潮田「昨年オーストラリアリーグにも挑戦されたと思うんですけど、お母様がかなりサポートをされたと聞いたんですけど、当時どうでした?」
比江島「オーストラリアに行くために色々動いてくれて、というのがあって」
潮田「お母様が情報収集とかも」
比江島「そうですね。どうしても海外に行く勇気が持てなかったというか、性格的にもネガティブなんで笑 でも、お母さんがせっかく作ってくれた道なので勇気を持って挑戦した」

しかし、移籍先を探していた去年の4月。
母・淳子さんが、突然の病に倒れ帰らぬ人となった。

「(母が亡くなって)1週間後くらいにチームに戻るという話をして「もう自分は大丈夫やけん、あとは兄ちゃんに任せることになるけど兄ちゃんも頑張って」という風に言われて。そこが印象に残ったと言いますか、嬉しかったですね。」

気丈な振る舞いを見せた比江島選手だったがMVPの受賞スピーチでは母への思いをこらえることができなかった。
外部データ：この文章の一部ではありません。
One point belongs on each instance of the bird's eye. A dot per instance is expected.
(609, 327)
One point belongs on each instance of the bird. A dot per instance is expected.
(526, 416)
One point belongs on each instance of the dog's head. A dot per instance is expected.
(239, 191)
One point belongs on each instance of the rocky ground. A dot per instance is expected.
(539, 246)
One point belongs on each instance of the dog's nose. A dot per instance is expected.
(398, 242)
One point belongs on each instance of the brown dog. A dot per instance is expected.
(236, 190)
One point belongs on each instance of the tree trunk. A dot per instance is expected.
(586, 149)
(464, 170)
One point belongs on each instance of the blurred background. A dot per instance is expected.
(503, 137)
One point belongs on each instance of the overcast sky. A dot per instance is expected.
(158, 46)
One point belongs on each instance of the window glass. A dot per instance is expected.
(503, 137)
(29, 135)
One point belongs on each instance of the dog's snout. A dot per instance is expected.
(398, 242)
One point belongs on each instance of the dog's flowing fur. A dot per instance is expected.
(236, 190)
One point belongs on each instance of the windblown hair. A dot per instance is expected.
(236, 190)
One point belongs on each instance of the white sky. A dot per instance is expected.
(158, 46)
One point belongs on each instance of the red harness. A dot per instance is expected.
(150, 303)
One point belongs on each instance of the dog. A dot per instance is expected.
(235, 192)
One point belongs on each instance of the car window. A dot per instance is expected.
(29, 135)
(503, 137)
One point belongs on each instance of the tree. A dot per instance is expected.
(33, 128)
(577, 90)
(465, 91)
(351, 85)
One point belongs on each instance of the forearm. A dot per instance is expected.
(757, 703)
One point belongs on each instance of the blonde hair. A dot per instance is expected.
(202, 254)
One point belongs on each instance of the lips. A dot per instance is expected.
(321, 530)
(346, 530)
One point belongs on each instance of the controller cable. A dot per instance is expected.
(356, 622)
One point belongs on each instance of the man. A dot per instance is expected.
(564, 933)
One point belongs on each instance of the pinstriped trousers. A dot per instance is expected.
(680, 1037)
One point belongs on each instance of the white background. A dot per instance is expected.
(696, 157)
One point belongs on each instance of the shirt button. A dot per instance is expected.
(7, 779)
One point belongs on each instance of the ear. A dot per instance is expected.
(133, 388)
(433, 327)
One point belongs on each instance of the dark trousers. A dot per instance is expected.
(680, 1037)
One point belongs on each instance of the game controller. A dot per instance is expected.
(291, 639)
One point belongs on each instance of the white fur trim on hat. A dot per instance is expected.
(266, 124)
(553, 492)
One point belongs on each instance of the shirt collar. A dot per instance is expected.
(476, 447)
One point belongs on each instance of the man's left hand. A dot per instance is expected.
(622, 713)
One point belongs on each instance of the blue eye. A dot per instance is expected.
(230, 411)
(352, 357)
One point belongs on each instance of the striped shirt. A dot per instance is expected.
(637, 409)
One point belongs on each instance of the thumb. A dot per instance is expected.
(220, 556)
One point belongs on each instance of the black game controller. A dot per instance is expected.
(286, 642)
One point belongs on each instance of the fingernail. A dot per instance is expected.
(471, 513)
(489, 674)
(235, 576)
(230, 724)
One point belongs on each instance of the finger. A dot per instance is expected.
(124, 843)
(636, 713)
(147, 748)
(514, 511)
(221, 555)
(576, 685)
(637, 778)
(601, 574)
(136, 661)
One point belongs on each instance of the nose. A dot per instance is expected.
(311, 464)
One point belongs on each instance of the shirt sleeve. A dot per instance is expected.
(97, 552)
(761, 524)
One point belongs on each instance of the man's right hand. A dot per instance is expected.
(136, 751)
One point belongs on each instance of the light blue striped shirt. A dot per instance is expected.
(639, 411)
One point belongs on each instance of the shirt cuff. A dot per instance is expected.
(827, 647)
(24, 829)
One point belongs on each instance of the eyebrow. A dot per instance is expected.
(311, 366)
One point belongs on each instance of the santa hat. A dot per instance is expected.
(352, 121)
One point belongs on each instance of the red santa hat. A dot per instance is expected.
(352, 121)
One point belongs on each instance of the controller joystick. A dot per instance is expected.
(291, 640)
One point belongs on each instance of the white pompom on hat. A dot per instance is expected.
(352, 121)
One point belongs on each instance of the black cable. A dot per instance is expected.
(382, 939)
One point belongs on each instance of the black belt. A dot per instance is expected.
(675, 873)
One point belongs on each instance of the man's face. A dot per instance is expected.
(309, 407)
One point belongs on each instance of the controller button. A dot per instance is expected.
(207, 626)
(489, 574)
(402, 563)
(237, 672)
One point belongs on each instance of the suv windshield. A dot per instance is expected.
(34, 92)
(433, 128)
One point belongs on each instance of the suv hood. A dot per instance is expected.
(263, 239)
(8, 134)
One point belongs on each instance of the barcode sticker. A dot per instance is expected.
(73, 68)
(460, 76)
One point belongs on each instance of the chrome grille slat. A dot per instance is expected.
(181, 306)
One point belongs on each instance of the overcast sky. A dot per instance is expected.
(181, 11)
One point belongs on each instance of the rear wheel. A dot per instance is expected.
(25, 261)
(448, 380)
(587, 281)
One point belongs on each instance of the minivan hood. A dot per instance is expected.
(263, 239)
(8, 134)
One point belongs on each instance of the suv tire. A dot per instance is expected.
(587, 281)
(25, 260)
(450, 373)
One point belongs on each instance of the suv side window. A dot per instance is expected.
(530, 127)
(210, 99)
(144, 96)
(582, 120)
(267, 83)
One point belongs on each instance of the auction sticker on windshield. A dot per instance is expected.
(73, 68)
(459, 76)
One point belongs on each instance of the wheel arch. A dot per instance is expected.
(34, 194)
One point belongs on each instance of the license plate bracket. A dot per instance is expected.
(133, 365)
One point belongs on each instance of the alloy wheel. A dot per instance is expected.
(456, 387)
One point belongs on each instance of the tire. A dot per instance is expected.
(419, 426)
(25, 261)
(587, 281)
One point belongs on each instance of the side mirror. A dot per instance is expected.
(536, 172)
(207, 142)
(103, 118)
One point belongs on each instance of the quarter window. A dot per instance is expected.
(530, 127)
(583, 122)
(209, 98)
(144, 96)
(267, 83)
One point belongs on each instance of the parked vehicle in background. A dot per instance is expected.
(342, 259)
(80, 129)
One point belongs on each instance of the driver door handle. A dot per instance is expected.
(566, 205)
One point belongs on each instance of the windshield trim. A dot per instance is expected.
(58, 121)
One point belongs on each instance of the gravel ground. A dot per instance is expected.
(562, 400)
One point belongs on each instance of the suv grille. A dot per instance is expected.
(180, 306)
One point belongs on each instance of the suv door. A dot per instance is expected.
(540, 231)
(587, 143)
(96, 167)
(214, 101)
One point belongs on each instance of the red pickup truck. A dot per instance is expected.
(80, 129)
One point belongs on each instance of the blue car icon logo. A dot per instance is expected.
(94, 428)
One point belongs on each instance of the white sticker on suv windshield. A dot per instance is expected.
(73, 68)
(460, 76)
Bリーグアワード比江島選手スピーチ「プライベートでも母親を亡くしてしまったり・・・・」

潮田「お母さんはどんな存在ですか?」
比江島「ここまでバスケを続けてこられたのもお母さんの存在はあったと思いますし、何回もバスケを辞めたいと思った時もあったし、つらい時期もあったんですけど傍で支えてくれたと言いますか本当にいろんな意味で支えてもらったので、まあ太陽のような存在ですね」
潮田「わあ~言われたい~」

去年8月、NBLのブリスベンブレッツへ移籍が決定。
親子の夢だった海外挑戦が今、彼の大きな糧となっている―

そして迎えたW杯アジア予選。3大会ぶりのW杯出場をかけた大一番で比江島選手が躍動する―

今年2月のW杯アジア2次予選、強豪イランとのゲーム。
勝てばW杯出場へ大きく近づく重要な1戦。

開始早々、比江島選手が魅せる―
1対1から相手DFを交わし、シュート。
比江島ステップが冴えわたる。

その後も3ポイントを立て続けに決めるなど、第1Qで12得点。

日本リードで迎えた、最終第4Q。
18点のリードを奪った日本だったが、残り5分からイランの猛攻―
6点差まで迫られる。

残り37秒―
比江島選手が上手く時間を使いながら、ミドルシュート。
「決めた―」「これは素晴らしい」

比江島選手はこの試合24得点6アシストをマークし、チームの勝利に貢献。
大一番を制した日本は、続くカタール戦にも勝利し、W杯進出を決めたー

日本代表のエースとして8月に開幕するW杯、そして2020年の東京オリンピック。
目指すものはただ一つ。

「お母さんをオリンピックに連れて行くっていう約束はずっと小さいころからしていたので―オリンピックでは本気でメダルっていうのを狙っていきたいなと思ってます。」

支えてくれた家族への思いを胸に、金色のメダルへー
そのステップで世界の頂点へ駆け上がる。